Fëanor pudo sentir la presencia de espíritus de gran poder, quizá maiar. La respuesta no se hizo esperar: unos demonios con forma humana, pero dos veces más grande, que exhalaban llamas por la nariz y prendían sus crines, destrozaron en pocos instantes a los noldo que siguieron a Fëanor. Empuñaban armas ígneas como látigos de seis puntas, espadas o hachas de doble filo, y con estas a menudo cortaban en dos a algún osado gnomo.

Ya sólo quedaba Fëanor, imperturbable, lleno de heridas. Aun así seguía decapitando a tantos orcos como se pusieran al alcance de su espada. Un demonio le rodeo la cintura con su látigo y éste cortó la llama. Su sobrevesta empezó a arder. Otro latigazo le dio en el hombro y su brazo se convirtió en una antorcha.

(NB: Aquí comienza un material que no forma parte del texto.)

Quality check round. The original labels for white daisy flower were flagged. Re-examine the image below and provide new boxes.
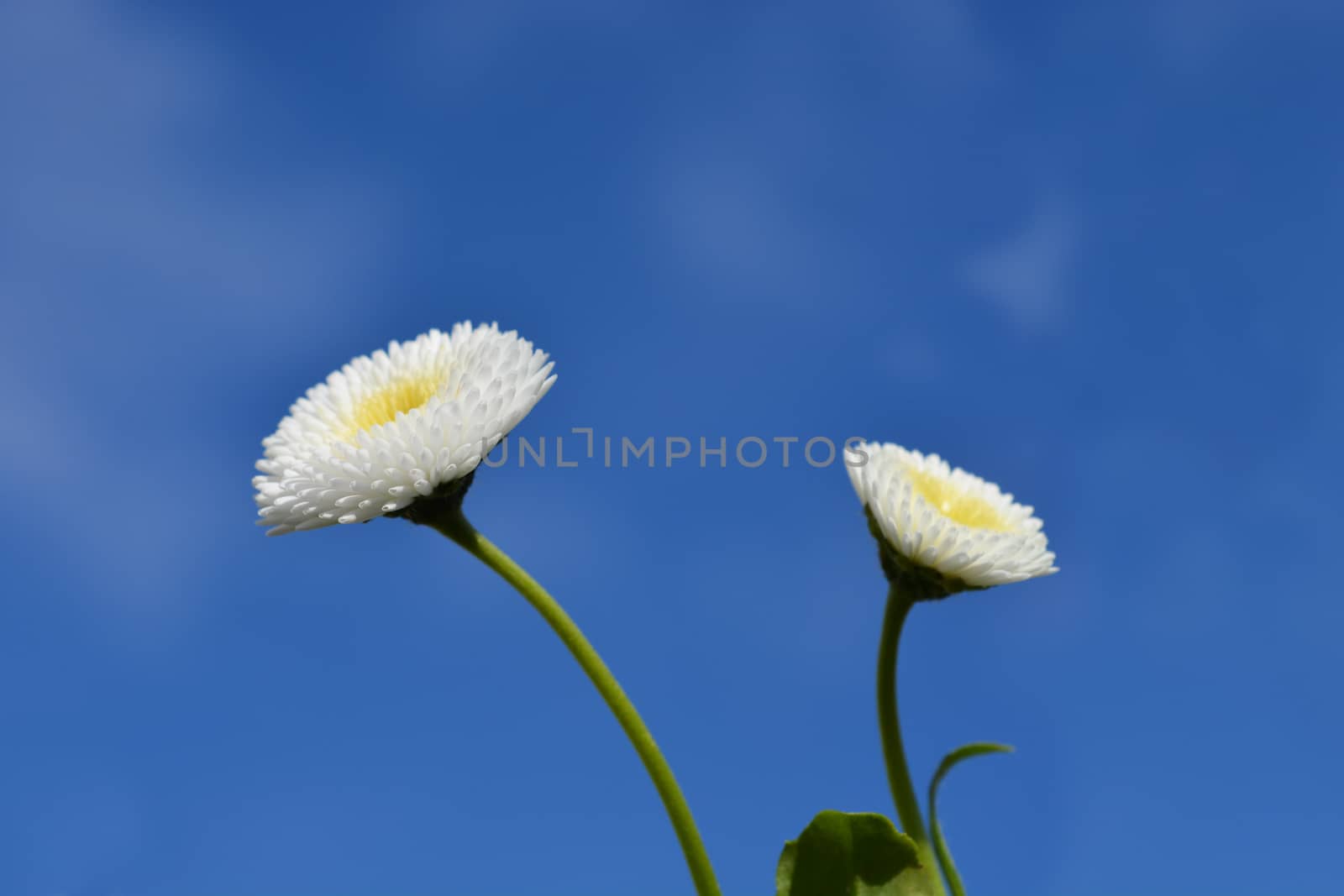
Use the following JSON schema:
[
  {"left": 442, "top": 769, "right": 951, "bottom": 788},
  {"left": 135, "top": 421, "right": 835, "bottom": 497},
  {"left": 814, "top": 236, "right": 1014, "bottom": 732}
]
[
  {"left": 845, "top": 442, "right": 1058, "bottom": 599},
  {"left": 253, "top": 322, "right": 555, "bottom": 535}
]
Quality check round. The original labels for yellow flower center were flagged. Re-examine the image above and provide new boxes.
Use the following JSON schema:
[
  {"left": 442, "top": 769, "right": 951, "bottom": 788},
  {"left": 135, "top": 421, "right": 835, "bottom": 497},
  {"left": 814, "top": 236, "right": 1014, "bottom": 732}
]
[
  {"left": 345, "top": 374, "right": 442, "bottom": 441},
  {"left": 906, "top": 466, "right": 1012, "bottom": 532}
]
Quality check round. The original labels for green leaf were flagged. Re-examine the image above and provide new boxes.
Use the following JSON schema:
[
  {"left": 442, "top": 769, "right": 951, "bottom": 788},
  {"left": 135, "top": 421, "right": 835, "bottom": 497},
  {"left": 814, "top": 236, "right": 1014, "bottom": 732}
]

Pero él seguía manchando su cara de sangre negra y espesa, y saltaban manos y pies, brazos y piernas, pero al cabo Gothmog, el Señor de los Balrogs, le echó por tierra. Allí habría perecido si en ese momento no hubieran aparecido sus hijos; y los Balrogs lo dejaron y volvieron al Infierno, a Angband.

Entonces los hijos levantaron a su  padre y lo cargaron de vuelta a Mithrim. Pero al acercarse a Eithel Sirion, Fëanor  ordenó que se detuvieran; porque estaba mortalmente herido, y sabía que le había llegado la hora. Y desde las laderas de Ered Wethrin, contemplando por última vez las cumbres lejanas de Thangorodrim, las más poderosas de las torres de la Tierra Media, supo con la presciencia de la muerte que jamás poder alguno de los Noldor podría derribarla; pero maldijo tres veces el nombre de Morgoth y encomendó a sus hijos atenerse al juramento y vengar la muerte del padre. Y en un circulo junto a su padre juntaron las manos con las de su padre y renovaron una vez más el juramento:

"Sea amigo o enemigo      u odiosa prole
de Morgoth Bauglir,         se mortal oscuro
que en días venideros          sobre la tierra more,
ninguna ley ni amor           ni alianza de Dioses,
ni poder ni misericordia,     ni inmutable destino,
le defenderá por siempre     de la feroz venganza
de los hijos de Fëanor,           si se apodera de ellos o los roba,
o al encontrarlos guarda   los hermosos y encantados
globos de cristal      cuya gloria jamás morirá-
los Silmarils.      ¡Por siempre hemos jurado".


Entonces Fëanor murió; pero no tuvo entierro ni sepulcro, pues tan fogoso era su espíritu que al precipitarse fuera dejó el cuerpo reducido a cenizas, que se desvanecieron  como humo; pero nunca reapareció  en Arda, ni abandonó las Estancias de Mandos. Así acabó el más poderoso de los Noldor, por cuyas hazañas obtuvieron  a la vez la más  alta fama y la más pesada aflicción.